Lehrer sind willkommene Ratgeber

Deutlich wird, dass Eltern mit niedrigem sozialen Status mehr Unterstützung für den Bildungsweg ihrer Kinder brauchen. Wenn Schulprobleme deutlich werden, bemühen sich alle Eltern zuerst, das Kind bei den Hausaufgaben und beim Lernen für Klassenarbeiten zu unterstützen. Allerdings traut sich nur die Hälfte der sozial schwachen Eltern dies zu. Die Sorge, dem Kind in der Schule nicht gut genug helfen zu können und der Bedarf nach Rat und Hilfe ist bei ihnen stärker ausgeprägt.

In zwei Punkten aber sind sich die Befragten über alle Schichten hinweg einig. Erstens: Lehrer sind willkommene Ratgeber. Von Berührungsängsten der Eltern ist immer weniger zu spüren: 59 Prozent reden über die Förderung ihrer Kinder mit Pädagogen - und sogar 66 Prozent jener, deren Kind Probleme in der Schule hat.

Zweitens: Erziehung wird immer schwieriger, sagen 56 Prozent aller Eltern - in höheren sozialen Schichten meint das die Hälfte, in schwächeren gar 65 Prozent.

Die größten Schulsorgen von Eltern

Laut der Umfrage sind dies die fünf Bildungs- und Erziehungsfragen, die Eltern am häufigsten beschäftigen:

  • Wie bringt man Kinder dazu, ihre Schulpflichten selbständig und Gewissenhaft zu erledigen? (68%)
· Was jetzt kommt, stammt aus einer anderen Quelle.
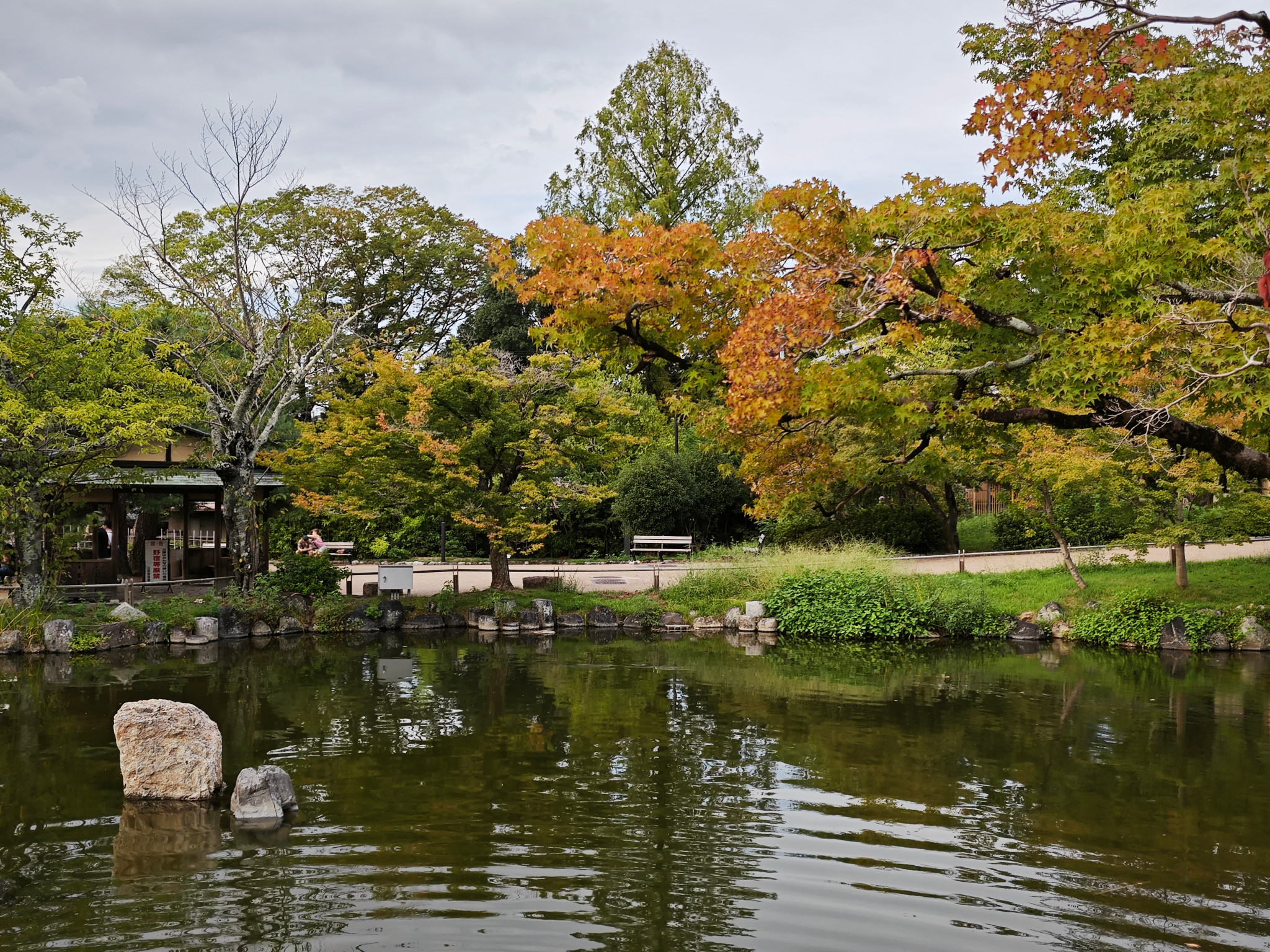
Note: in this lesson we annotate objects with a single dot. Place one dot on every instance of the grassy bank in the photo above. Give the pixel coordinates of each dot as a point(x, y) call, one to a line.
point(855, 583)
  • Wie kann man Kinder besser beim Lernen und bei den Hausaufgaben unterstützen? (59%)

  • Wie vermittelt man Kindern mehr Freude an der Schule und am Lernen? (60%)

  • Wie lässt sich der Alltag der Kinder rund um die Schule besser organisieren? (55%)

  • Was ist die beste Schule für mein Kind? (50%)

Sozialstatus beeinflusst Bildungsziel Abitur

Zwar wünschen zwei Drittel der sozial schwachen Eltern ihrem Kind den Aufstieg in bessere Lebensbedingungen, aber 52 Prozent sind der Meinung, dass dazu ein mittlerer Bildungsabschluss ausreicht. Nur ein Drittel möchte, dass das Kind Abitur macht. Ein krasser Gegensatz zu den Bildungsambitionen in Elternhäusern mit hohem Sozialstatus: für 90 Prozent ist das Abitur der angestrebte Bildungsabschluss.

Sollen Lehrer sich auch um Eltern kümmern?

"Die Umfrage widerlegt nicht nur das gängige Vorurteil vom Misstrauen zwischen Elternhaus und Schule, sondern zeigt auch, wo die Politik ansetzen sollte", verkündet die Stiftung. "Sie sollte das Vertrauen der Eltern in die Lehrer nutzen und die Schulen beim Ausbau der Informations- und Beratungsangebote für Eltern unterstützen. Hierfür bedarf es noch mehr gemeinsamer Initiativen von Bildungs- und Familienpolitik." Der Vorsitzende des Deutschen Philologenverbandes, Heinz-Peter Meidinger, appellierte deshalb, die Beratungsangebote für Eltern auszubauen. "Dafür brauchen Schulen eigene Zeitkontingente, das heißt im Endeffekt zusätzliche personelle Ressourcen."

"Faule Säcke"? Von wegen!

Auch eine Abstimmung unter Lesern von t-online.de zeigt, dass die Mehrheit das Klischee von Lehrern als "faule Säcke" ablehnt. Ein knappes Viertel von rund 11.400 Abstimmungsteilnehmern widerspricht dieser Auffassung und weitere 50 Prozent meinen, dass faule Lehrer die Ausnahme seien.